感想になりますが、まず真っ先に浮かぶ言葉は心が満たされた、ですかね。
主人公、ほのかの視点で進む物語は基本的に子どもの視点で描かれているのですが、作中のトラブルの描写などは読んでいて胸が締め付けられますし、だからこそ、図書館という居場所が出来たときの充足感も大きいです。
わたしもこんな居場所が欲しかった、とほのかが羨ましくなります。
そしてなんと言ってもへびおとこであるイヌガミさん。この小説は第二弾、第三弾とシリーズになっているのですが、その全てに彼が登場します。
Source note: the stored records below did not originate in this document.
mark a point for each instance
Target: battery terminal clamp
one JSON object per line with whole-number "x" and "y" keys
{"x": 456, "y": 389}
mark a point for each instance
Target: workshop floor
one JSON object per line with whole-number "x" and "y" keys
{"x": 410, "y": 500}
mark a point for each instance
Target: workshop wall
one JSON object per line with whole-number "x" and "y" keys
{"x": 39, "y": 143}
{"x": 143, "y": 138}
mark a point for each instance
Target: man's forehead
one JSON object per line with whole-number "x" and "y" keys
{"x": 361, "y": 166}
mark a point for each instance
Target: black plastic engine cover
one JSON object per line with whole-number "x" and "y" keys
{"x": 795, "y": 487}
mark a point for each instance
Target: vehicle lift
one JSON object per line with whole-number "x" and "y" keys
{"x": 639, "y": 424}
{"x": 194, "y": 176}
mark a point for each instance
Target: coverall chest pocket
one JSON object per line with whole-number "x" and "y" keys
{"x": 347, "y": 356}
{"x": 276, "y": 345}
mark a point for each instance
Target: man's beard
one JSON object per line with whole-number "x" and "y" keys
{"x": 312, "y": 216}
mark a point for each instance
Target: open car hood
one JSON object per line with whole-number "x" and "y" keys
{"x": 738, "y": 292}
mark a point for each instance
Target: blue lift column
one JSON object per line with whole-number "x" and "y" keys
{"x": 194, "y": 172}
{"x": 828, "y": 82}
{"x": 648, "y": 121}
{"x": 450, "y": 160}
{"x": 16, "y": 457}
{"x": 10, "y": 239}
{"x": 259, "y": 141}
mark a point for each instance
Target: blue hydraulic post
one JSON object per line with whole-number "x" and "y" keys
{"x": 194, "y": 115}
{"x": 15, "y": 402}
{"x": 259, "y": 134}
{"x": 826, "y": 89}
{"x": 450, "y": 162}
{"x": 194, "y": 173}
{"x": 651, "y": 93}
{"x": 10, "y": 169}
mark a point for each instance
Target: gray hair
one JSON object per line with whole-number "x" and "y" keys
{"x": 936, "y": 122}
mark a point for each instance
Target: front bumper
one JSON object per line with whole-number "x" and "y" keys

自分の立場が悪くなっても子どもを庇い、守ってくれる、そんな大人です。
私は未だ他の虹いろ図書館シリーズを読めていないので詳しいことはわかりませんが、今回の題は「虹いろ図書館のへびおとこ」。他のシリーズよりもイヌガミさんについてクローズアップされているものだと思っています。
子どもを守ってくれる理想の大人としてだけでなく、等身大の彼に物語の中で会えるので是非読んでもらいたいです。
辻村深月さんも絶賛のこの作品を、どうぞ宜しくお願いします。